Taking full advantage of your alone time: Technology is also revolutionizing female masturbation, one app at a time. Although women using vibrators is nothing new, rapid advances have made even the simplest form of fun alone time more sophisticated than ever. The SmartBod, more popularly known as the "smart vibrator," is essentially a fitbit for your fanny. It allows women to track orgasms and pelvic movements, helping enhance their solo sexual pleasure sessions. Although it's still in its beta testing phase, many women are lined up to get their hands on it. Natasha*, an entrepreneur who lives in New York City, is one of them. Over email, she wrote just how important self-pleasure is to her single life:
"I found long ago that I'm perfectly capable of opting in to the type of orgasms I want: on my time, at my leisure. If there's an app that can make those experiences even better, I'm in. Why would I not be into physical and digital sexual liberation?"

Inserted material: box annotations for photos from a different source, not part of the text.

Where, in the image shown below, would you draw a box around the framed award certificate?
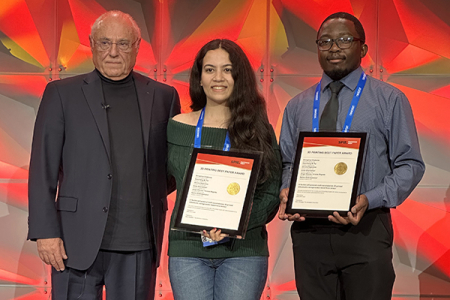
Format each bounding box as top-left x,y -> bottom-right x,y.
172,148 -> 262,238
286,132 -> 367,217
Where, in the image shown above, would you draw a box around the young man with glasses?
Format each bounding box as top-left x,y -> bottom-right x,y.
279,12 -> 425,300
28,11 -> 180,300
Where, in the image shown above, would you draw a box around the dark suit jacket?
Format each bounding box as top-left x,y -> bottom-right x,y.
28,71 -> 180,270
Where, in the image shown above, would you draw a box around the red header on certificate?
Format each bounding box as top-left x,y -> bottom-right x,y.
303,137 -> 361,149
195,153 -> 254,170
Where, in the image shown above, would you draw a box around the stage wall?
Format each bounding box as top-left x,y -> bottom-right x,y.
0,0 -> 450,300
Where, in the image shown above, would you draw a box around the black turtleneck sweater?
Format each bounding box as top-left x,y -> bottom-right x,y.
97,70 -> 151,251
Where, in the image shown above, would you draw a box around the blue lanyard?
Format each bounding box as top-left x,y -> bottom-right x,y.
313,72 -> 367,132
194,107 -> 231,151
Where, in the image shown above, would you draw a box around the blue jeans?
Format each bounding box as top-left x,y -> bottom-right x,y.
169,256 -> 268,300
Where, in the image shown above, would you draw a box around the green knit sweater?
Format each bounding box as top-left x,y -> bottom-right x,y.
167,119 -> 281,258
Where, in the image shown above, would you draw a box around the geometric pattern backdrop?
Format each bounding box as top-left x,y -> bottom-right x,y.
0,0 -> 450,300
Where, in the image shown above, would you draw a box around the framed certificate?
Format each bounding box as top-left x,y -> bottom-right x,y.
172,148 -> 262,238
286,132 -> 367,217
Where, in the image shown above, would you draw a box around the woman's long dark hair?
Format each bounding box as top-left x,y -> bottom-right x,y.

Even sans technology, being single is pretty great: If you're technologically challenged, don't lose hope. There are plenty of products that don't require you to download the latest IOS, like a massaging mattress (an actual purchase I nearly put myself in debt to make after spending an entire afternoon with a very persuasive Sleepy's salesman after my breakup), the coveted Boyfriend Pillow or whatever they finally invent that allows you to spoon yourself (c'mon, it can't be that hard). And if you find that special little treat-yo-self comfort gift, thanks to online deliveries, you won't even need to rely on anyone to help you lug it home.
What's more, as Wallace explained, the right pillow can in some ways be better than the real thing: "My large body pillow snuggles with me all night long without any threat of snoring or hogging the covers." Snuggling without all the sweating and snoring? Where do I sign up?
Technological and boyfriend-shaped pillow miracles aside, a common thread from the conversations with my single friends was that not being in a relationship makes them feel more capable, not less. Being single highlights all the power women have on their own. Although straight single women are often stereotyped as being incomplete for not being with a man, they live full, empowering and exciting lives. Smart vibrators, Netflix, Seamless and other savvy apps are the icing on a single cake that already tastes really darn good.
*Some names have been changed to allow subjects to speak freely on private matters.